Deanna Church, 10x Genomics: Interview Q&A

Q: First off congratulations on your new job at 10x Genomics. Can you tell us more about the role you have at 10x Genomics?

A: Thank you! It is great to be at a cutting-edge technology company. My role at 10x is to lead the applications group. It is an exciting opportunity because it means my group gets to take the technology being developed at 10x and explore what scientific questions it can address. This means getting to work with great external scientists as well as doing our own work internally. I enjoy being able to engage with leading scientists and learn new things all the time. While I still love to think about how we can improve and use the genome, I’m learning about the world of single cell analysis and now spend a lot of time thinking about the exciting new scientific questions this technology enables.

Q: What do we have to think about when thinking of individual genome analysis?

A: The first thing we should think about is that we carry two haplotypes, that is two copies of each chromosome, not just one. When these two haplotypes are very different, such as when structural variation is present, then analyzing these regions using traditional approaches will often fail. Most traditional analysis approaches try to average across both haplotypes, which can work OK when the two copies are almost identical, but fails miserably as the two haplotypes become more diverse.

The other thing we need to think about for individual genome analysis, especially in a clinical context, is that identifying rare variants is much more important than finding common ones. We want to find the things we don’t see in everyone, and that may be important to understanding a phenotype. It is important to remember that these rare variants can be more than just single nucleotide (SNPs) changes. The ability to identify a variety of variant types is critical for these N-of-one experiments. This may also be true for population based studies as well. A pre-print from Harvard’s Gaurav Bhatia and colleagues last year provided evidence that haplotype-based analysis may have more power than looking at individual SNPs when looking at complex disease.

Q: Why is there a need to improve our reference model and genome analysis? What are some of the major pitfalls of the current approach?

A: Absolutely. The initial model used by the Human Genome Project (HGP) involved producing a haploid consensus assembly. Thenotion was that the reference assembly only needed to represent a single haplotype. This model arose because the thought was that differences between different haplotypes in humans were not great, and consisted of largely single nucleotide differences. We now know that there can be a larger difference between two haplotypes, and in some cases, creating a consensus is not possible. The Genome Reference Consortium (GRC) started providing additional haplotype representations for regions of the genome where we know this kind of diversity exists. However, this approach is not scalable, and in fact few tools can take full advantage of this information, though there is evidence that using all the available reference assembly data will improve your analysis. Work from Benedict Paten, Alex Dilthey, Erik Garrison and others is starting to lay the ground work for developing a new model for reference-based genome analysis. This involves combining the reference assembly and known variation into a combined graph structure. I’m enthusiastic about this approach, but there is still a lot of work that needs to happen before this is a reality.

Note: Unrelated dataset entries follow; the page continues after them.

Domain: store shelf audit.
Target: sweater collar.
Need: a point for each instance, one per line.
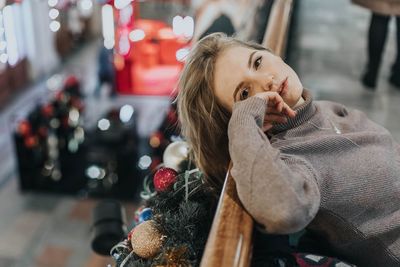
(304, 112)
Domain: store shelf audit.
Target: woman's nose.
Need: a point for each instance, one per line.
(266, 83)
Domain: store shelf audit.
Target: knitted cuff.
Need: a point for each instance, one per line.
(252, 108)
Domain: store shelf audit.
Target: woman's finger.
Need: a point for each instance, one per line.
(275, 118)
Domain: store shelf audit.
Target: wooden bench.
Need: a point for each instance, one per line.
(230, 239)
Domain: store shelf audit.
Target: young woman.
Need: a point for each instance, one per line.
(297, 163)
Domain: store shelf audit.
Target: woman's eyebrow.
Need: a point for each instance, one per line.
(251, 59)
(237, 89)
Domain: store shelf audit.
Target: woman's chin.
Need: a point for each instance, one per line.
(266, 127)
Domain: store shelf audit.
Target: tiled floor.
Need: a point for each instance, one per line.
(54, 231)
(329, 54)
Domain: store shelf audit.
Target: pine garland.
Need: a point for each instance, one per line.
(184, 215)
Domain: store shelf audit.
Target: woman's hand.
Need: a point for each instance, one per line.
(277, 110)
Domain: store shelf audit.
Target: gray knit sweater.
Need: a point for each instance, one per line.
(330, 170)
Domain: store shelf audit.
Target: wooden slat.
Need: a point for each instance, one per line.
(230, 240)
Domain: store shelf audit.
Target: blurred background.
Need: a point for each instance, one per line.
(86, 102)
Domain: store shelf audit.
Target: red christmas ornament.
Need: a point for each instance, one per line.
(130, 234)
(164, 178)
(47, 110)
(31, 141)
(24, 128)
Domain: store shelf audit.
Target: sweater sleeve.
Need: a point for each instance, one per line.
(278, 190)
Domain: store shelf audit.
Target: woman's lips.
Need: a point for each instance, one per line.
(284, 86)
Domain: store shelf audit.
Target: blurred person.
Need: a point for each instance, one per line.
(297, 163)
(382, 11)
(106, 72)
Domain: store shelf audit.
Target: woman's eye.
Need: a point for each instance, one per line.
(244, 94)
(257, 62)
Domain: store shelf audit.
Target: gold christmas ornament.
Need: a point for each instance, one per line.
(174, 154)
(146, 240)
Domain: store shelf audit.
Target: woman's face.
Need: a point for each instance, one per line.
(242, 72)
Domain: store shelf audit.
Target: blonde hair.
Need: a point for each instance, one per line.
(203, 120)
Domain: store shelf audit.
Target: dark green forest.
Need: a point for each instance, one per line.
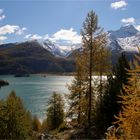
(98, 109)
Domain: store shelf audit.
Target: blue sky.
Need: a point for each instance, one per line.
(57, 20)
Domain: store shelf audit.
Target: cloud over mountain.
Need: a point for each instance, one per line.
(128, 21)
(118, 5)
(2, 16)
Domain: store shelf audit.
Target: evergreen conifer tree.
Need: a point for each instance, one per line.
(55, 111)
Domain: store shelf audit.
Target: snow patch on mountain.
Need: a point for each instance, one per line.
(127, 38)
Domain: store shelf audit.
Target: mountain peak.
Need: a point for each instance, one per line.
(129, 28)
(124, 31)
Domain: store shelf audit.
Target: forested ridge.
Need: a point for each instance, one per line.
(98, 108)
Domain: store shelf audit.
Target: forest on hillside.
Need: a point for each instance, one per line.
(98, 109)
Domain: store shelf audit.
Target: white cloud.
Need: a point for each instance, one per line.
(2, 16)
(69, 36)
(33, 37)
(2, 38)
(118, 5)
(63, 36)
(137, 27)
(128, 21)
(10, 29)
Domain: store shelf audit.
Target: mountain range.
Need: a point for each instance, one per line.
(36, 56)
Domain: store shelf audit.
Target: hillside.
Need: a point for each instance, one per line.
(31, 58)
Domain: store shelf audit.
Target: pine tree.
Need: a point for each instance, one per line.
(115, 83)
(128, 120)
(15, 120)
(89, 28)
(77, 97)
(94, 41)
(36, 124)
(55, 111)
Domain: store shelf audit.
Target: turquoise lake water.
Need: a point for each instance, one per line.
(35, 90)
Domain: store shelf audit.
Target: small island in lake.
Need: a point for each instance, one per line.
(3, 83)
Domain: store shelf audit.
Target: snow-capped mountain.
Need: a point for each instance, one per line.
(127, 39)
(57, 49)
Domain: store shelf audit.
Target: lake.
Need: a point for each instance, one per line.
(35, 90)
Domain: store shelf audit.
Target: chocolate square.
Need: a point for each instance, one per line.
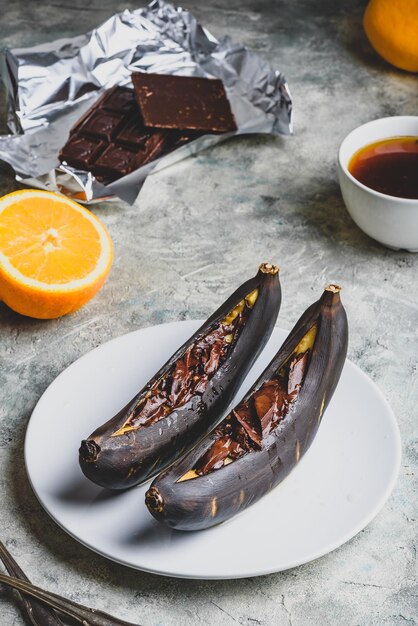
(102, 124)
(183, 102)
(81, 151)
(115, 161)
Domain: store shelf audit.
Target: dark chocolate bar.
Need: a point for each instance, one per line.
(183, 102)
(111, 140)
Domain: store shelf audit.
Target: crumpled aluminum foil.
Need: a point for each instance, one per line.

Q: You have mentioned in the past that genome analysis is not just sequencing an individual, aligning those genomes to reference genomes and coming up with a list of variants that define that genome. Rather we should perform a de novo assembly of that genome. Why is this important?

A: De novo assembly of individual genomes provides an unbiased assessment of the genome. Reference-based analysis fails in regions where the individual genome differs substantially from the reference assembly. These differences may be common in the population, just not represented in the reference. Reads from these regions may not align to the reference assembly, or often they will align to related, but not identical sequences. These off-target alignments can lead to errors in downstream analysis. As genomes become more different from the reference, a situation common in cancer, reference based analysis becomes harder and harder. Importantly, reconstructing individual haplotypes, rather than consensus sequences, provides the most detailed picture of an individual genome.

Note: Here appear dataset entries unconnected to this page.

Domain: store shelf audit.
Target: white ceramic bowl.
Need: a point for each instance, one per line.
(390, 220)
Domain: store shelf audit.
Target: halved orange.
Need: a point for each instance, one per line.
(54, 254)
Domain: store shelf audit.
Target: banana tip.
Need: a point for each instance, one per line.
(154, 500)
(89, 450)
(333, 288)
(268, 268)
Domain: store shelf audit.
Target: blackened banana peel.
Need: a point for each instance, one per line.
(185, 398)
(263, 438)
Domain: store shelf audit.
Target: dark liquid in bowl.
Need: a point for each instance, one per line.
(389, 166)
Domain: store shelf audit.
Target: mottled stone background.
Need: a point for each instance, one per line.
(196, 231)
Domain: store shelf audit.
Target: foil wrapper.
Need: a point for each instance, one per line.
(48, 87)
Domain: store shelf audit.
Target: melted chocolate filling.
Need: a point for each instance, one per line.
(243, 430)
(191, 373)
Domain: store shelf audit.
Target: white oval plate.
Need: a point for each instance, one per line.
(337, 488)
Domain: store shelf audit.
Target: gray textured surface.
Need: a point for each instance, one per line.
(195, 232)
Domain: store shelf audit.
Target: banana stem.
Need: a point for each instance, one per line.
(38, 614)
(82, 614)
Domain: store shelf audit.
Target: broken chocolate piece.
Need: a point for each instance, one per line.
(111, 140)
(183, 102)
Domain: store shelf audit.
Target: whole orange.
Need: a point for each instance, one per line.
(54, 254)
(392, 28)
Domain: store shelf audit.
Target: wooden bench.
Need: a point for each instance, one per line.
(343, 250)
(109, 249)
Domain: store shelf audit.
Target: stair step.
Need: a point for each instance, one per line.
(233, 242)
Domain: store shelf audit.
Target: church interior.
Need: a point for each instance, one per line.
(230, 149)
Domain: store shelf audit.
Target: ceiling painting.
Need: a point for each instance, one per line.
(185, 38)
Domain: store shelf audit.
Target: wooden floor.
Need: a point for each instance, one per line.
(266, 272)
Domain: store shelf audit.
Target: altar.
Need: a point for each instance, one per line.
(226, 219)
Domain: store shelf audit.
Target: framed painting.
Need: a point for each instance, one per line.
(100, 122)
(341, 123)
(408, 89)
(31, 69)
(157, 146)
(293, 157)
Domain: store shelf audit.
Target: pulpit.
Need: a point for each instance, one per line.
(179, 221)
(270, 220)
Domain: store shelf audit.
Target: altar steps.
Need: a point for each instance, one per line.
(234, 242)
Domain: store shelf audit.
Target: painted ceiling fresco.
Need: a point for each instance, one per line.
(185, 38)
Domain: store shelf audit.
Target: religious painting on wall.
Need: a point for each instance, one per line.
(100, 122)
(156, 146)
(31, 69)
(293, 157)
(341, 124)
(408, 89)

Q: What is the advantage of the 10x Genomics’ Technology when mapping the human genome?

A: The long-range information provided by the 10x Linked-Read data is critical for the reconstruction of individual haplotypes. We can partition long molecules and then tag the reads that are derived from these molecules. Because we only lightly sequence each molecule, we can obtain a high level of physical coverage across the genome while doing roughly the normal amount of sequence. For example, at any given location in the genome we have an average of 30 sequence reads covering that location, but with 10x Linked-Reads we could have 150 molecules that cover that location. Having more molecule information provides long-range data and allows us to reconstruct individual haplotypes. Additionally, the molecular barcoding allows to better resolve closely related sequences that are typically impossible to analyze with traditional short-read sequencing approaches. This allows for improved individual genome analysis.

Q: Is there anything else you would like to share with this audience? (Optional)

A: The advances in genome analysis and personalized medicine over the past decade are important and should serve as an incentive for moving forward in this area. We’ve seen a glimpse of what we can do, but we need to continue improving our technology and genome analysis tools. We also need to think about how we move beyond looking at just the genome for a better understanding of development and disease.